Being reconciled

Genesis 45:5 And now, do not be distressed and do not be angry with yourselves for selling me here, because it was to save lives that God sent me ahead of you.

Joseph was able to disguise is identity before his brothers through several meetings with them until this one. He had purposely tested them to see if the schism still existed in the family – between children of different mothers, one of whom was greatly preferred by their father over the other. When Judah, son of Leah, offered himself up in place of Benjamin, son of Rachel (like Joseph himself), Joseph was convinced that they had mended the schism, at least to the point of desiring their father to not further grieve. So Joseph revealed his identity and the brothers were, predictably, terrified. Then he said the words above.

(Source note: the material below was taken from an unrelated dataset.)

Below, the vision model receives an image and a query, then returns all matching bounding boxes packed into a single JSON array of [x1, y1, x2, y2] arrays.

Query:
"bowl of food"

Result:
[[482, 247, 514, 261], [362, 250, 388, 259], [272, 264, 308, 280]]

The events of Joseph’s life were both devastating and exhilarating. But mostly, since he had seen his brothers again, devastating. They had betrayed flesh and blood and, if not for a band of traveling merchants, had committed fratricide. Joseph was well within his rights and powers to annihilate them. Instead, all who would ever hear or read this story would know the extraordinary person Joseph had become through his deep knowledge of God and His purposes. For his faith had sustained Joseph when nothing else could. The Lord was with him at each of the many low points and now, exalted to second in command over all Egypt, the Lord was still teaching his heart.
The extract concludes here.